The thing of it is there are lots of theories and hypotheses in science that are not provable because it is impossible in principle to rule out the unknown or the unobserved. Karl Popper famously stated how something cannot be provable but remain a valid scientific hypothesis. He illustrated it famously with a then mythical black swan. He gave the hypothesis “There are no black swans in nature.” He said this was a valid hypothesis because while it could never be proven true, that it was impossible to say all of nature was searched and no black swan possibly overlooked, the hypothesis can be disproven (falsified) by the observation of just one single black swan. In the meantime it was a valid hypothesis because it explained the known facts – millions of swans observed and none were black. A black swan in fact was eventually observed and science worked as it should – the black swan hypothesis was falsified.

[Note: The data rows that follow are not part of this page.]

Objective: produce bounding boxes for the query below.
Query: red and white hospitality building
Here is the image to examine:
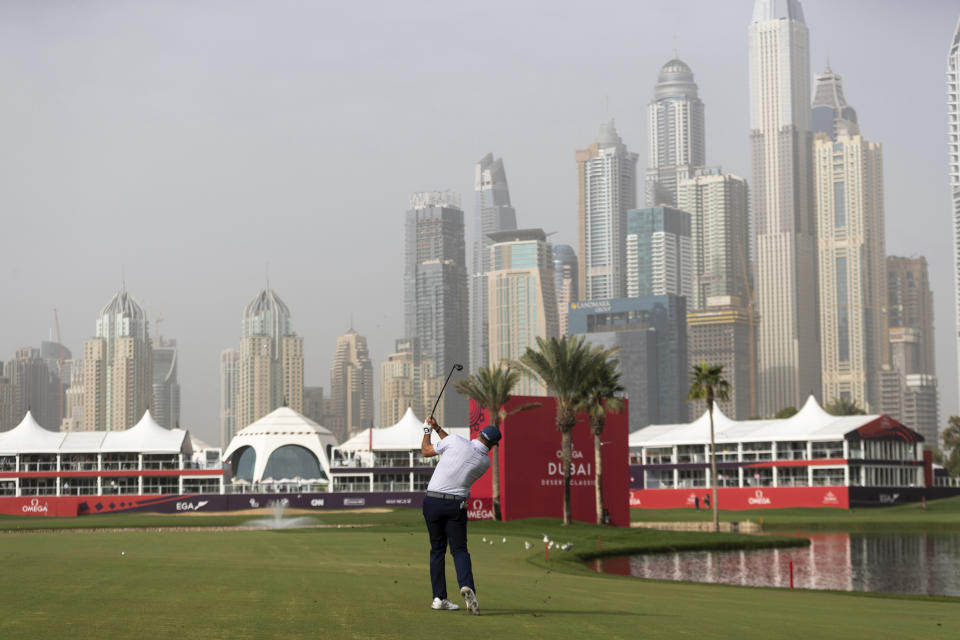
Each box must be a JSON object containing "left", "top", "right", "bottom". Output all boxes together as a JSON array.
[
  {"left": 0, "top": 410, "right": 222, "bottom": 511},
  {"left": 629, "top": 396, "right": 938, "bottom": 509}
]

So we have the ID hypothesis for the flagellum stated as “There are no unintelligent processes which can produce a complex machine (like a flagellum) in nature”. I have stated the ID hypothesis this way many times here. It is a perfectly valid scientific hypothesis which cannot be proven but can be falsified by observing just one unintelligent process producing such a machine. In the meantime we know that intelligence can produce complex machines. You’re reading this on one example of a complex machine which the explanatory filter would also predict is virtually impossible to have come about by law and chance alone.
I just glanced at the second half of the PO essay which addresses Behe’s “The Edge of Evolution”. I trust it rests on the same argument that the failure to observe any novel complex machines arising in the malaria parasite does not prove anything. I agree that it proves nothing. However, that doesn’t mean it doesn’t offer more evidence in favor of the ID hypothesis stated in the paragraph above. ID predicts that no complex machines would originate in even 10^30 reproductive opportunities for mutation and selection. Law and chance handily explains what was observed and what was observed fell far, far short of producing any significant machine-like complexity. What this represents is what Behe describes as probably the biggest real world test of evolution by chance and necessity ever witnessed. It validated microevolution by producing some small useful novelties but failed utterly to produce anything greater than what was predicted by known law and chance. No unknowns showed up. No black swan was observed.
The observations surrounding the malaria parasite could have, at least in principle, falsified the ID hypothesis. But it didn’t. So chalk up a successful prediction for ID.